C. Regarding the meaning of "persons related to the competition campaign" under Article 230 (7) 2 of the Public Official Election Act
1) The Public Official Election Act separates the intraparty competition for the election of public officials and the recommendation of the political party. The purpose, object, act, etc. to regulate the public official election and the intraparty competition are also different from each other. However, in light of the specific contents and expression methods, such as the scope of the counter-party under each subparagraph of Article 230(1)1 and 4 of the Public Official Election Act, the provisions on the public official election, and the relation with each other under Article 230(7)1 and 2 of the Public Official Election Act, which are the regulations on the public official election, the scope of the counter-party, whether the specific purpose is required, the mutual relationship between each provision, and other penal provisions, the "persons related to the intraparty competition" under Article 230(7)2 of the Public Official Election Act shall be interpreted as widely referring to persons who engage in the intraparty competition or handle the affairs related to the intraparty competition (see Supreme Court Decision 2006Do8134, Jun. 1, 2007).
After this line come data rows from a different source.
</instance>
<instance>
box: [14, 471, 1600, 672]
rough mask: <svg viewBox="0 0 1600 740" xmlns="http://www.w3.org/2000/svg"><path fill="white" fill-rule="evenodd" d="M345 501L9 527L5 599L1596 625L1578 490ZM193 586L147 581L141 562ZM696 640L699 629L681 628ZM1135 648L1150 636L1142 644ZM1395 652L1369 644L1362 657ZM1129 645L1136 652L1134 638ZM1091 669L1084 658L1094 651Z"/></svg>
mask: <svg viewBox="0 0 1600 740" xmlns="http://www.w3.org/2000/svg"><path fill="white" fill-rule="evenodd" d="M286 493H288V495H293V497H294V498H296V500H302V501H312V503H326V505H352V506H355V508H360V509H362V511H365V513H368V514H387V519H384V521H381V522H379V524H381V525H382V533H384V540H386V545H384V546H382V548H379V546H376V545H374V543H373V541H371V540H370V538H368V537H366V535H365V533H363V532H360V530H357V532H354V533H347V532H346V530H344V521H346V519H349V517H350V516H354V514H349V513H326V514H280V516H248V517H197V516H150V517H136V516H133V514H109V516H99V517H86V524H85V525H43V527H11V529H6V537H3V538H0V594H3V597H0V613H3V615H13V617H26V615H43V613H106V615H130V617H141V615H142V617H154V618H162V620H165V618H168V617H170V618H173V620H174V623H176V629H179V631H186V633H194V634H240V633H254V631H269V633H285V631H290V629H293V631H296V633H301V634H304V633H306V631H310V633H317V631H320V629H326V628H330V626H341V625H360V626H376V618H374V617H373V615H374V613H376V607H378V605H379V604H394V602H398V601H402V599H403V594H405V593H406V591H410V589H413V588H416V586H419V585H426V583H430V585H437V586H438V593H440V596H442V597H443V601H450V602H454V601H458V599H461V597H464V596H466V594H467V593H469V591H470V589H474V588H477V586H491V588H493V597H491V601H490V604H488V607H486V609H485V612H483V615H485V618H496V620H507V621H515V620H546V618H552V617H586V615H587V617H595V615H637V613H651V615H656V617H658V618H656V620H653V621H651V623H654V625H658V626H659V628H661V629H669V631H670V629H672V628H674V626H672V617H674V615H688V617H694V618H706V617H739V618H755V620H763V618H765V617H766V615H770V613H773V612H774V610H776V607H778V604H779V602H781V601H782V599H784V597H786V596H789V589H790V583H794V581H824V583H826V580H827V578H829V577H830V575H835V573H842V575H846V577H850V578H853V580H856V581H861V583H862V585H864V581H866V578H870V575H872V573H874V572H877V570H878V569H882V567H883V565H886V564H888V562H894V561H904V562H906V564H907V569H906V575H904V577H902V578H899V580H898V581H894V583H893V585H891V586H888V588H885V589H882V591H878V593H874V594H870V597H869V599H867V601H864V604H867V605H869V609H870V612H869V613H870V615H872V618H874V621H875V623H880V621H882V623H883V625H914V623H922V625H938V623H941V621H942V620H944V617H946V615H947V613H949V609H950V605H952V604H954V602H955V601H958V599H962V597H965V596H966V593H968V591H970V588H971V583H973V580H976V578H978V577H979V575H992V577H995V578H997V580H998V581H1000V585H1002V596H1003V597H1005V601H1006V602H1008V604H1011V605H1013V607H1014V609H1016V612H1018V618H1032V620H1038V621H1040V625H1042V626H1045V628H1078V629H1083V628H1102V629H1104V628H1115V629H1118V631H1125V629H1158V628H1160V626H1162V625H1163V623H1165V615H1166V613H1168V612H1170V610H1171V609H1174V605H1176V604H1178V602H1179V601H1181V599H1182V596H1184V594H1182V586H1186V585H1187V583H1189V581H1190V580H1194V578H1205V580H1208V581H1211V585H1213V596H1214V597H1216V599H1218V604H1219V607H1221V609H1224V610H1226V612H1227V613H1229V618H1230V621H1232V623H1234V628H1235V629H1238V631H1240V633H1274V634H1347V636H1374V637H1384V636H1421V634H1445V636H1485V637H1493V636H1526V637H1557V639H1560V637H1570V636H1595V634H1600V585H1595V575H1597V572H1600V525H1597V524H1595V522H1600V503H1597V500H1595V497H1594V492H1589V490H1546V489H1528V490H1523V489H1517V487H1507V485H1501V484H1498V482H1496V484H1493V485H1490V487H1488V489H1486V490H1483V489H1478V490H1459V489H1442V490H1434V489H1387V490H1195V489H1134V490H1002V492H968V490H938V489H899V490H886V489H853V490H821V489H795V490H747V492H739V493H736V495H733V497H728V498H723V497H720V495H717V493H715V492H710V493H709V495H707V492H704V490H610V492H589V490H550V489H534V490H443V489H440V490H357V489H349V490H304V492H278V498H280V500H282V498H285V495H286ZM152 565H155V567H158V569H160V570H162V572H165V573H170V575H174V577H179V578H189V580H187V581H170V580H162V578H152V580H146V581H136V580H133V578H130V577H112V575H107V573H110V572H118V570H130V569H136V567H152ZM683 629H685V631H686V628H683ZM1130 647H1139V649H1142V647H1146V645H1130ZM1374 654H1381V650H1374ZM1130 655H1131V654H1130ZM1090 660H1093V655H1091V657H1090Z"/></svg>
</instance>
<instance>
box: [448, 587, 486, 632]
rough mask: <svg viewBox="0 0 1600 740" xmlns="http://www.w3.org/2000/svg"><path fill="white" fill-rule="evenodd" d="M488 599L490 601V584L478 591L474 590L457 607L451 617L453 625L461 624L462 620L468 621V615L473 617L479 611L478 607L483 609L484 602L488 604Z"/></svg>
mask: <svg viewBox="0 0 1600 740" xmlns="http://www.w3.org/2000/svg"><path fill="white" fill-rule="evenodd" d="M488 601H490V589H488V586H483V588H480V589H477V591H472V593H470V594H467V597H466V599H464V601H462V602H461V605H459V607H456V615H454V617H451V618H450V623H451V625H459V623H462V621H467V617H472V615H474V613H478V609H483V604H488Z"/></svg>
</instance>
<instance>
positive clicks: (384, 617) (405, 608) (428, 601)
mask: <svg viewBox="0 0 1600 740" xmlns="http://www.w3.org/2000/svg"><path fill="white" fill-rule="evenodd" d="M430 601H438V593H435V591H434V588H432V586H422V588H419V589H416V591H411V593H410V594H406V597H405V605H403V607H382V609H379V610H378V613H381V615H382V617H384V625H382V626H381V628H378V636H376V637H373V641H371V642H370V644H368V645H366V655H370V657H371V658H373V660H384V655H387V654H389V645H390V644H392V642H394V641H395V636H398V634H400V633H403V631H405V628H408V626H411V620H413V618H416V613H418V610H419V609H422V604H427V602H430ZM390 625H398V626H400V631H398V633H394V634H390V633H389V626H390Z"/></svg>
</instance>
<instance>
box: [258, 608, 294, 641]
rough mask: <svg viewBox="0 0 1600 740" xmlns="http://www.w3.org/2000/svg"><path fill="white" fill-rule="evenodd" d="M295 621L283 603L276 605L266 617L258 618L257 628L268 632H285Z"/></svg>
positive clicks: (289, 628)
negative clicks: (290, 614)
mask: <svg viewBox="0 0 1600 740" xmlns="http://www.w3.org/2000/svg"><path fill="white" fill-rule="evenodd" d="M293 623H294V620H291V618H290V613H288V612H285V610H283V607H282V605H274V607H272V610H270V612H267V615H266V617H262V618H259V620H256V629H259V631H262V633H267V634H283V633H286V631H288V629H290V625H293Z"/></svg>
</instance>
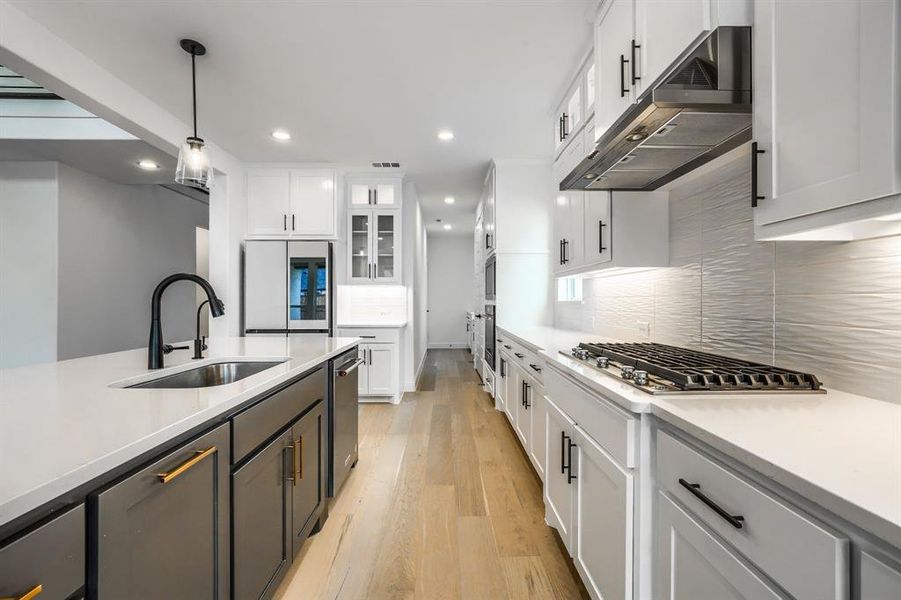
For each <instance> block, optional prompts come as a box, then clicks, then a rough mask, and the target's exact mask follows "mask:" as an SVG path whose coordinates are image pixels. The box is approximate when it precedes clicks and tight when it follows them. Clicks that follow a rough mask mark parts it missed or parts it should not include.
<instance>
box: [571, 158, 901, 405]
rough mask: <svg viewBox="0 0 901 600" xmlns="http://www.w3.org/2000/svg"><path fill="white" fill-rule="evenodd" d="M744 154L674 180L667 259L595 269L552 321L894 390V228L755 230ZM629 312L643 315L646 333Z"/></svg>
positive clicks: (831, 385)
mask: <svg viewBox="0 0 901 600" xmlns="http://www.w3.org/2000/svg"><path fill="white" fill-rule="evenodd" d="M749 198H750V172H749V160H748V158H747V157H741V158H739V159H737V160H735V161H734V162H731V163H729V164H727V165H725V166H724V167H723V168H721V169H719V170H717V171H715V172H713V173H710V174H707V175H704V176H702V177H699V178H697V179H695V180H694V181H691V182H689V183H686V184H684V185H682V186H679V187H677V188H674V189H673V190H672V191H671V194H670V267H669V268H663V269H649V270H645V271H640V272H630V273H625V274H618V275H613V276H607V277H596V278H592V279H587V280H585V282H584V301H583V302H582V303H560V302H558V303H557V304H556V310H555V315H556V317H555V321H556V324H557V326H558V327H562V328H567V329H576V330H585V329H586V328H590V329H591V330H592V331H594V332H596V333H598V334H600V335H604V336H609V337H613V338H619V339H624V340H636V341H643V340H647V339H650V340H652V341H657V342H662V343H667V344H674V345H682V346H689V347H693V348H698V349H704V350H709V351H711V352H717V353H722V354H727V355H733V356H738V357H744V358H747V359H751V360H757V361H763V362H768V363H769V362H775V363H777V364H779V365H780V366H784V367H788V368H795V369H799V370H804V371H809V372H812V373H814V374H816V375H817V376H819V377H820V379H821V380H823V381H824V382H825V383H826V385H827V386H830V387H834V388H836V389H842V390H848V391H852V392H855V393H859V394H862V395H866V396H872V397H875V398H880V399H885V400H890V401H893V402H899V401H901V237H888V238H880V239H873V240H862V241H857V242H841V243H830V242H755V241H754V226H753V220H752V218H753V215H752V212H751V207H750V205H749V200H748V199H749ZM637 321H647V322H650V326H651V335H650V338H645V337H643V336H642V335H641V334H640V333H639V331H638V327H637Z"/></svg>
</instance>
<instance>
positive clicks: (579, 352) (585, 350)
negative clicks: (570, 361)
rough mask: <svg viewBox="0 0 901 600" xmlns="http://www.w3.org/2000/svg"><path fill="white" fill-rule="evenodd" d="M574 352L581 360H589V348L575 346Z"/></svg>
mask: <svg viewBox="0 0 901 600" xmlns="http://www.w3.org/2000/svg"><path fill="white" fill-rule="evenodd" d="M572 352H573V356H575V357H576V358H578V359H579V360H588V350H585V349H583V348H573V350H572Z"/></svg>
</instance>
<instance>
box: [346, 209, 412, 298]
mask: <svg viewBox="0 0 901 600" xmlns="http://www.w3.org/2000/svg"><path fill="white" fill-rule="evenodd" d="M400 217H401V216H400V212H399V211H383V210H377V209H372V208H363V209H351V210H349V211H348V215H347V224H348V231H347V240H348V252H347V260H348V264H347V281H348V282H349V283H400V282H401V276H400V268H401V262H400V258H401V256H400V248H401V227H400V220H401V219H400Z"/></svg>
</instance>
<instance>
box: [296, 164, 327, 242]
mask: <svg viewBox="0 0 901 600" xmlns="http://www.w3.org/2000/svg"><path fill="white" fill-rule="evenodd" d="M336 225H337V205H336V200H335V174H334V172H332V171H328V172H322V173H316V172H314V171H310V172H308V171H299V170H297V171H292V172H291V223H290V230H291V233H292V234H295V235H304V236H316V237H320V238H324V237H336V235H337V233H338V231H337V228H336Z"/></svg>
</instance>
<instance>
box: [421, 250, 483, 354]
mask: <svg viewBox="0 0 901 600" xmlns="http://www.w3.org/2000/svg"><path fill="white" fill-rule="evenodd" d="M428 240H429V250H430V251H431V254H430V256H429V263H428V280H429V289H428V298H429V301H428V307H429V313H428V321H429V333H428V343H429V348H447V347H464V346H466V345H467V344H468V335H467V333H466V312H467V311H469V310H472V309H473V307H472V293H471V292H472V264H473V260H474V259H473V245H472V239H471V238H470V237H469V236H465V235H441V234H430V235H429V238H428Z"/></svg>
2) Based on its stated reasoning, the lower court determined that the persons who received money from Nonindicted 3 are those who actually participated in the intra-party competition campaign by promoting the Defendant’s success in the intra-party competition, and fall under “persons related to the intra-party competition” under Article 230(7)2 of the Public Official Election Act.
3) Examining the reasoning of the lower judgment and the evidence duly admitted and examined in light of the aforementioned legal doctrine, the lower court did not err by misapprehending the legal doctrine regarding the meaning of persons related to the competition campaign under Article 230(7)2 of the Public Official Election Act.
D. As to the allegation in the grounds of appeal regarding Article 60-4 of the Public Official Election Act
The allegation in the grounds of appeal in this part is that the defendant's act of selling campaign promise collection at his election campaign office constitutes a sale by ordinary methods stipulated in Article 60-4 (1) of the Public Official Election Act. However, this is not a legitimate ground of appeal, as the defendant alleged in the original judgment as the grounds of appeal or asserts matters which the court below did not judge ex officio (see Supreme Court en banc Decision 2017Do16593-1, Mar. 21, 2019, etc.).
3. Scope of reversal
For the foregoing reasons, the part of the judgment of not guilty among the judgment of the court below should be reversed. However, the part of the judgment of the court below on the reversal should be sentenced to a single punishment for all of the facts in relation to concurrent crimes under the former part of Article 37 of the Criminal Act
4. Conclusion
Therefore, the lower judgment is reversed, and the case is remanded to the lower court for further proceedings consistent with this Opinion. It is so decided as per Disposition by the assent of all participating Justices on the bench.